Natarajan, a bridge between parties
In 1965, M.natarajan’s active participation in the anti-hindi campaign s in Tamil Nadu brought him to the attention of the Dravida Munnetra Kazhagam (DMK) government. By 1970-71, he was an assistant public relations officer in the government, not a very senior post, but close to then chief minister and DMK supremo Muthuvel Karunanidhi.
Natarajan faded from relevance through the 1970s, and the 1980s found him as a public relations officer in Coimbatore. A chance meeting with J Jayalalithaa, then the propaganda secretary of the All India Dravida Munnetra Kazhagam (AIADMK), and an almost instant friendship that sprang up between his wife V.K. Sasikala and Jayalalithaa changed his fortunes.
Soon, he and his wife became close associates of Jayalalithaa, especially through a trying period after the death of AIADMK leader and Jayalalithaa’s mentor MG Ramachandran in 1984. In 1991, when Jayalalithaa took over the reins of power in the state, he became even more powerful -- the primary advisor to a first-time chief minister.
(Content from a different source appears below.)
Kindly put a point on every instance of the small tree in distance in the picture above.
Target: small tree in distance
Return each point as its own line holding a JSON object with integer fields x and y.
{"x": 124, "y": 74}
Natarajan’s influence was not confined to the AIADMK but cut across party lines -- to the Congress and the Bharatiya Janata Party. He often acted as a go-between. But his relationship with Jayalalithaa had already started souring, although it was only in 2011 that he was expelled from the AIADMK. Sasikala, who had continued to maintain a close relationship with Jayalalithaa through the years Natarajan was in the wilderness, was expelled too, but subsequently reinstated. Still, while he was never visible, it is believed that he and Sasikala continued to be the power behind the throne.
Natarajan remained out, though, a peripheral figure in the state’s politics, even as his wife’s influence continued to grow. In 2016, he emerged after Jayalalithaa’s death and seemed set to influence the state’s politics with his wife and her family till ill-health did him in and a court case (for disprorportionate assets) laid Sasikala low.
He died on Tuesday at the age of 74 and his demise is unlikely to have little impact for the TTV faction of the party (headed by Sasikala’s nephew TTV Dinakaran), Amma Makkal Munnetra Kazhagam. The AIADMK, after Jayalalithaa’s death, continued to maintain its distance from him. And Sasika’s imprisonment contributed even further to his declining relevance.